Florida, ¿de nuevo epicentro electoral?

“En Florida se catapultan o se hunden candidaturas”

“En Florida se catapultan o se hunden candidaturas”. La frase forma parte de un artículo de Univision.com y refleja la importancia que tiene el estado sureño en las elecciones presidenciales de Estados Unidos.

Basta recordar el año 2000 cuando un puñado de votos (menos de 600) le dieron el triunfo in extremis al republicano George W. Bush frente al demócrata Al Gore. Denuncias de fraude, rectificaciones, acusaciones de pucherazo, irregularidades y un reconteo de papeletas suspendido por la Corte Suprema de Justicia mantuvieron en vilo al país y a la comunidad internacional.

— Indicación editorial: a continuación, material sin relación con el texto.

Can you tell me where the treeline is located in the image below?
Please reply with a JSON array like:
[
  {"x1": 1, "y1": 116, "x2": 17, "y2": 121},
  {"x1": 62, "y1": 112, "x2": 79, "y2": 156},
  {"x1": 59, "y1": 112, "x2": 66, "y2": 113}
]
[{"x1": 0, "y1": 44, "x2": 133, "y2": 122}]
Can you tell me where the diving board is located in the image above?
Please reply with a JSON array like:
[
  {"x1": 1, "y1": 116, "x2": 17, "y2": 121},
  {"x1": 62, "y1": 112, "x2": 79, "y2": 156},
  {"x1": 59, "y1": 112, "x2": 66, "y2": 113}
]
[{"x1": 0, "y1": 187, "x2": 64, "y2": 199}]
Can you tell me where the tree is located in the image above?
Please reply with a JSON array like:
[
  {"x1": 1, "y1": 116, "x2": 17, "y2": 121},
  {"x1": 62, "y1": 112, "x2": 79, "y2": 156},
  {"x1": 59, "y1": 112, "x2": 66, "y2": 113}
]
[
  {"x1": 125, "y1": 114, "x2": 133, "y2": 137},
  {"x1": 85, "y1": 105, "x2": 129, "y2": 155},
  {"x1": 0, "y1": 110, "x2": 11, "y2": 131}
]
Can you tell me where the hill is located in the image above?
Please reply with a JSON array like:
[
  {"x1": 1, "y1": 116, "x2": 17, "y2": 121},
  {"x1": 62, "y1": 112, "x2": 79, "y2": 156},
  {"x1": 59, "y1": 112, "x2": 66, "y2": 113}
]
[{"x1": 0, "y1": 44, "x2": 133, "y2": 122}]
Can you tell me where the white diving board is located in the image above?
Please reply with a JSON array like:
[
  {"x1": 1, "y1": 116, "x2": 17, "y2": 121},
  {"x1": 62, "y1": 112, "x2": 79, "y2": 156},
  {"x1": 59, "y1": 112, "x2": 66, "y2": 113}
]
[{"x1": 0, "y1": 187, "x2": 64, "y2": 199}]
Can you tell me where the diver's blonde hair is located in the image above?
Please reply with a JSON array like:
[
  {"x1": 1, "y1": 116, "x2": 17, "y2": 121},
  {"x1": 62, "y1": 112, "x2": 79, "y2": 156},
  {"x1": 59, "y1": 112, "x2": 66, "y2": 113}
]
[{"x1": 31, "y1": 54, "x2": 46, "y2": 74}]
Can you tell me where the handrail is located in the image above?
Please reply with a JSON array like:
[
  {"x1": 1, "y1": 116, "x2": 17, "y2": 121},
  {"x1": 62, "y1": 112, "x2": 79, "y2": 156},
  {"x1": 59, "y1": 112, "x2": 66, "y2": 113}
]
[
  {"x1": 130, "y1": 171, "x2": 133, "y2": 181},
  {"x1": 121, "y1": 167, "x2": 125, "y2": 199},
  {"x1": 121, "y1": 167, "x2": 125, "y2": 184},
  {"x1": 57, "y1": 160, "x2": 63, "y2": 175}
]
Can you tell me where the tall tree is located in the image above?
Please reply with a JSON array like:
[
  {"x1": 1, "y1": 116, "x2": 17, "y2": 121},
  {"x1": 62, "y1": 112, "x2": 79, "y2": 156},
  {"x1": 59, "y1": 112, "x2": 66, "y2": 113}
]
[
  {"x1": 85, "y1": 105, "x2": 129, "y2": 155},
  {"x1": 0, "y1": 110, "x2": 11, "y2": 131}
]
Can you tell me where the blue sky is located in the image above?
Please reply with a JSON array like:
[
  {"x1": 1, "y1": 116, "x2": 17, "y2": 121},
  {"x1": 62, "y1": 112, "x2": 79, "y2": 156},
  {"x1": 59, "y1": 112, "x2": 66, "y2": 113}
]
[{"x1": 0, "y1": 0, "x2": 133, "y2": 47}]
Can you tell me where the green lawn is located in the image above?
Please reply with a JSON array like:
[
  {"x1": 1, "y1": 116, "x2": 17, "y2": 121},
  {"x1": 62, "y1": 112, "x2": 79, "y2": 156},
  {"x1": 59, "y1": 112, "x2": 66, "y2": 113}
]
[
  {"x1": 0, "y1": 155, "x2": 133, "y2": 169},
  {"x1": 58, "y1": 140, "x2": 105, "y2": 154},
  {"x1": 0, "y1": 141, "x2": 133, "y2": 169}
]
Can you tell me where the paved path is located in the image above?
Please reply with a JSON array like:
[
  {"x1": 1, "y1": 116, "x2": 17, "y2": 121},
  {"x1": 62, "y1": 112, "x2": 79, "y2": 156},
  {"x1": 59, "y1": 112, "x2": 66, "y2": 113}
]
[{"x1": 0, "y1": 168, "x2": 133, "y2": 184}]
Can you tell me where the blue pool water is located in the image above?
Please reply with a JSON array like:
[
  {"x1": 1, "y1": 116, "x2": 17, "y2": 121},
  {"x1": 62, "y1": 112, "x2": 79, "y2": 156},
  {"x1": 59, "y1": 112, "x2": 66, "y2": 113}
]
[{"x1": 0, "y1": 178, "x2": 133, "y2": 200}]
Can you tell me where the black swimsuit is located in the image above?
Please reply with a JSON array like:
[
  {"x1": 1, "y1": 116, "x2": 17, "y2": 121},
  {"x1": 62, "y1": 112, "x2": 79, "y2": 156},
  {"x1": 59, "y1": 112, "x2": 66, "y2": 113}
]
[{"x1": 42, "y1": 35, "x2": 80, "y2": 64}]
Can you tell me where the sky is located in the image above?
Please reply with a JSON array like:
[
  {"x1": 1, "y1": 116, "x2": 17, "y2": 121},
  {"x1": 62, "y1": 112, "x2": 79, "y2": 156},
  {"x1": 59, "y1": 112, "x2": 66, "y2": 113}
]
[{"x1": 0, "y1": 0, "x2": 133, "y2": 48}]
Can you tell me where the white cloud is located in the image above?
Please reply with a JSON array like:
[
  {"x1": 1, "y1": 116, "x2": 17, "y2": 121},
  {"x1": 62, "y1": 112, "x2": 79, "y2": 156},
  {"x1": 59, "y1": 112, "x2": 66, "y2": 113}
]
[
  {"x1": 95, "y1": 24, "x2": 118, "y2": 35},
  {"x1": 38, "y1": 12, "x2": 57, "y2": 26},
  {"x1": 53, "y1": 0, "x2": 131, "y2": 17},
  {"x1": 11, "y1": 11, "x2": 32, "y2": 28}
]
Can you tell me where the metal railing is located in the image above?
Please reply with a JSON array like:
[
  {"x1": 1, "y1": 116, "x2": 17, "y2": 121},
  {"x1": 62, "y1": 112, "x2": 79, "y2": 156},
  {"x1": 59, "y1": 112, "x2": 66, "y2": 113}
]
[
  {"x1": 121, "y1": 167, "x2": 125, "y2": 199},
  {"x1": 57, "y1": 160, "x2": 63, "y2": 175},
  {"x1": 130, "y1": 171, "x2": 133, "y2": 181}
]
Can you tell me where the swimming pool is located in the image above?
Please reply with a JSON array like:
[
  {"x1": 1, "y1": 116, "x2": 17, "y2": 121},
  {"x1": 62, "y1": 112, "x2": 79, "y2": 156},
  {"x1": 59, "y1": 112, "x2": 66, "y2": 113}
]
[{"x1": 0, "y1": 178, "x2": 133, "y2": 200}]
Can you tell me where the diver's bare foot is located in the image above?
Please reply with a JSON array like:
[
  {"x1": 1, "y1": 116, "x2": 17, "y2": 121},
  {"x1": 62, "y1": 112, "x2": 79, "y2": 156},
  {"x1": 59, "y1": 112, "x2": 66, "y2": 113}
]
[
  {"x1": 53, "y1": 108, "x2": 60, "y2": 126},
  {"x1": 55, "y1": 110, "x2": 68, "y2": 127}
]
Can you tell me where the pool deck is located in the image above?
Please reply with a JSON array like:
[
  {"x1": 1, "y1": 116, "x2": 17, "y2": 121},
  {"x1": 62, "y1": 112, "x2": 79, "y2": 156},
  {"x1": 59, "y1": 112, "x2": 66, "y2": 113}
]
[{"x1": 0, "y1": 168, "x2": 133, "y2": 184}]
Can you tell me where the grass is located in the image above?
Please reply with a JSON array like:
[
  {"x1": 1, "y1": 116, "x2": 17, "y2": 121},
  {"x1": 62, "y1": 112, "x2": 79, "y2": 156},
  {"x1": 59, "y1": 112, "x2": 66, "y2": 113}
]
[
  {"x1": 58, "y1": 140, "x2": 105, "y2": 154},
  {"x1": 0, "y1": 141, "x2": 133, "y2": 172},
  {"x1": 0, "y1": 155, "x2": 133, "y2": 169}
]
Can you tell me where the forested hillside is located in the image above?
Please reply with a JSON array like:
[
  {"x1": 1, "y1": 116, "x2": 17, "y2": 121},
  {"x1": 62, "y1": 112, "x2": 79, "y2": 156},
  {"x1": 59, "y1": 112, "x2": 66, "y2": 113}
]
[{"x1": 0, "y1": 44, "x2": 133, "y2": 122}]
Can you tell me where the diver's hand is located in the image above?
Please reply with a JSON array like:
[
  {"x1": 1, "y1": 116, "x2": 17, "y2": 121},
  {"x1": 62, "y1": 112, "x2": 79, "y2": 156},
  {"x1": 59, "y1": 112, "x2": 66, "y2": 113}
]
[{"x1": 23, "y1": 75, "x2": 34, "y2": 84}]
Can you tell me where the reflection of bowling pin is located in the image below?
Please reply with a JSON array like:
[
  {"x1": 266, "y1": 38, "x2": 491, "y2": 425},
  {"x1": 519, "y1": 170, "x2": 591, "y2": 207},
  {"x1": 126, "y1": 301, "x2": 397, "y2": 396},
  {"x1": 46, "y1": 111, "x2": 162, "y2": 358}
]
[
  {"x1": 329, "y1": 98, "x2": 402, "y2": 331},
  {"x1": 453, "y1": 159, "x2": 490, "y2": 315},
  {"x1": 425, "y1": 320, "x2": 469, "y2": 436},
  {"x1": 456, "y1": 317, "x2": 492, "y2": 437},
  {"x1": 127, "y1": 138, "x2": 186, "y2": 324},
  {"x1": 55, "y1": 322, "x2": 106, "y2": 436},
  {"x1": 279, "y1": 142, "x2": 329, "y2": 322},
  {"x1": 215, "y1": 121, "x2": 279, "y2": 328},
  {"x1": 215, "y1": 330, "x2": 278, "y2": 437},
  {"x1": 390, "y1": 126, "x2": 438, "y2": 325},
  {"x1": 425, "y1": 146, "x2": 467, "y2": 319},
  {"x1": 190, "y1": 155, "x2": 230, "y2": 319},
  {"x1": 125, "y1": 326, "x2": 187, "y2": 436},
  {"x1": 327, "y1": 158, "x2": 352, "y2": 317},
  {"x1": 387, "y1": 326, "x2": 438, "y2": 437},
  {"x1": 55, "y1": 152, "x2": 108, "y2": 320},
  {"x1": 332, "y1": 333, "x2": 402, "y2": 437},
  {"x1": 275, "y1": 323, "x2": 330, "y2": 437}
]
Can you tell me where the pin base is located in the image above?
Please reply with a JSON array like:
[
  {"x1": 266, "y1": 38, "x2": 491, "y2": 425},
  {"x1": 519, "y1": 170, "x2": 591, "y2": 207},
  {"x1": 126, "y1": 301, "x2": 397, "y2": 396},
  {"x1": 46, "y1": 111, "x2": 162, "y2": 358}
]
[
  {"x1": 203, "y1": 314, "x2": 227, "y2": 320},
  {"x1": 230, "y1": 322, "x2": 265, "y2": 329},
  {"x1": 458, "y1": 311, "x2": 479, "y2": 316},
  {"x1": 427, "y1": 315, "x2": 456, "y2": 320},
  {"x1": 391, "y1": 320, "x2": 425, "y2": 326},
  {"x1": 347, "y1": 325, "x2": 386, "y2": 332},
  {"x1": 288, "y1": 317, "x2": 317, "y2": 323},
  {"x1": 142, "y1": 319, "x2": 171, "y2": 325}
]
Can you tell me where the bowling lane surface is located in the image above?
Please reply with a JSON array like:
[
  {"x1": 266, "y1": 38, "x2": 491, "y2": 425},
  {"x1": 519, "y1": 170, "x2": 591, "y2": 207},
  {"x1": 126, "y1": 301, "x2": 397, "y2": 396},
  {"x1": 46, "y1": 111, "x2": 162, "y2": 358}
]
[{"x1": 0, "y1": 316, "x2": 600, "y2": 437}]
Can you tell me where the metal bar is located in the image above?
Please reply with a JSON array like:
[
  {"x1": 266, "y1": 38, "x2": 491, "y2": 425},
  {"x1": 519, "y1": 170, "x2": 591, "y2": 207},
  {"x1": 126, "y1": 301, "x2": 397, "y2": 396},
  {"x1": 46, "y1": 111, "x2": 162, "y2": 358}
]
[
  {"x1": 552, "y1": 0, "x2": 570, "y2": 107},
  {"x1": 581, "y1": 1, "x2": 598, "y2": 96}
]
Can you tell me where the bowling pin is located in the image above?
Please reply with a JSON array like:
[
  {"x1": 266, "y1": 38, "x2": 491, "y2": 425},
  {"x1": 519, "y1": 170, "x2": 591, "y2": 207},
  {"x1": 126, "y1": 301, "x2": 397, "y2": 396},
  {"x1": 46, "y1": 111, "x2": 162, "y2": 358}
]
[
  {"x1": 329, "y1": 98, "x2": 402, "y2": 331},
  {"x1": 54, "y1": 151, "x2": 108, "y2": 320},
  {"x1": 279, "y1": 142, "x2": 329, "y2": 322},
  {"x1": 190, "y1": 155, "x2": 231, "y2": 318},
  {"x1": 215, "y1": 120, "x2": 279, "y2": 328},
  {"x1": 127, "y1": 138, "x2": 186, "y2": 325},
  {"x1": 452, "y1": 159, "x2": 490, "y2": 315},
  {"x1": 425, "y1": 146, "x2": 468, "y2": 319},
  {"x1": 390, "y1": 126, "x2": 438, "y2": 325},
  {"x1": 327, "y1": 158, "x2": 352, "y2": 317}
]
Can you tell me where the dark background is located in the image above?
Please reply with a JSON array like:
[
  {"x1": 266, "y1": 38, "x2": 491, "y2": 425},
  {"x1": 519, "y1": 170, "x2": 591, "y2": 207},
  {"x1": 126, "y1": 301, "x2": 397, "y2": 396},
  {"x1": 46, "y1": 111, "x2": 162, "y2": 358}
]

Aquella elección concentró las miradas en ese mercado de mercados que es Florida. La complejidad de sus públicos electorales y sus muy diferentes demandas obligan a hilar fino en las campañas con equipos tácticos sobre el terreno, micro-segmentación y desembolso de grandes sumas de dinero en publicidad, promoción y posicionamiento de candidatos.

Florida es uno de los llamados estados clave, péndulo, indeciso o swing state. Desde 1996 los floridanos han optado tres veces por los demócratas -en 2012 Barack Obama se alzó con la victoria por una diferencia menor al 1%- y dos veces por los republicanos: la cuestionada primera victoria de Bush y su reválida en 2004 con un claro 5%.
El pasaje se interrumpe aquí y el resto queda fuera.